DHTML in Netscape 4 was also completely incompatible with DHTML in IE 4. In IE you had the DOM, which is an inconvenient and inherently very inefficient interface that you could coerce into doing anything you wanted. In Netscape 4 you had layers. Our team (KnowNow) was working on an AJAX and Comet toolkit at the time (02000). In order to not write separate versions of our Comet applications for the two browsers, we stuck to the least common denominator, which was basically framesets and document.write.

  • reconnecting 2 days ago

    Indeed, browsers learned how to hurt people from their earliest days.

spydum 2 days ago

Browsers were changing quickly back then, but if anybody remembers, it became Netscape Communicator and tried to expand to do everything..

https://en.wikipedia.org/wiki/Netscape_Navigator#:~:text=Thi...

  • reconnecting 2 days ago

    If I'm not mistaken Netscape Communicator was just a pack of different applications, including NN. The real issue seems to be was specific CSS and some style rendering.

numtel 2 days ago

I think it was a total rewrite, similar to why Winamp 2 was great, fast, not bloated but Winamp 3 was slow, adding extraneous features nobody wanted.

  • reconnecting 2 days ago

    True, Winamp 2 was much solid. Unless I'm mistaken Winamp 3 introduce skins and after absolute madness starts.

giantrobot 2 days ago

> Does anyone even remember why Netscape 4 was bad?

Netscape 4 is a broad set of releases over several years. It also wasn't necessarily "bad". It was just largely not mindblowingly better than Netscape 3 (for normal users) while using more CPU and RAM.

I also imagine in this context it's incomplete CSS support is problematic. Netscape 3 will ignore properly commented out CSS (mostly) while 4 will try to interpret what it can and choke on the rest. It's box model doesn't conform to where the CSS spec landed so even if you can give it CSS it can handle, your page is broken in every other browser.

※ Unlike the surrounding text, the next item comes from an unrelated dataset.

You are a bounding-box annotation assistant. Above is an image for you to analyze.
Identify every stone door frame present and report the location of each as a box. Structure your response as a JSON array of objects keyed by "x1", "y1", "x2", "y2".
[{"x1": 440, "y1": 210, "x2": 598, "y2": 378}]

  • reconnecting 2 days ago

    I'm jealous of your memory capabilities, and I certainly remember that at some point it was nearly impossible to make website looks in similar way in Netscape and IE.

    At the end, there was something like acceptable variation in page view for different browsers.

    • mr_toad 2 days ago

      The rendering differences were at least as much IE’s fault as Netscapes. It took several versions before IE was (mostly) standards compliant.

      • giantrobot a day ago

        You're not wrong. IE seemed very much designed around the Embrace, Extend, Extinguish concept. It made it incredibly difficult to write cross-browser CSS.

    • giantrobot a day ago

      > I'm jealous of your memory capabilities,

      Thanks. Learning web development back then left some deep scars and lasting lessons. I can no longer imagine all the other stuff I haven't retained because I remember stupid browser quirks from nearly three decades ago.

      Getting many designs working consistently between IE and Netscape was impossible. The 640px wide left-aligned table layout was popular for years because it was the easiest common denominator that looked acceptable in both browsers.

cmrdporcupine 2 days ago

From vague memories I remember NN4 on classic MacOS was, I recall, a total memory leaking / crashing shitshow. I worked in a shop that had a bunch of Macs and the rule was you couldn't run FileMaker (which they used a lot) and Netscape at the same time because the two would just run over each other memories. The glory days of lack of memory protection on MacOS 7.6.

But I also don't think 3 was much better.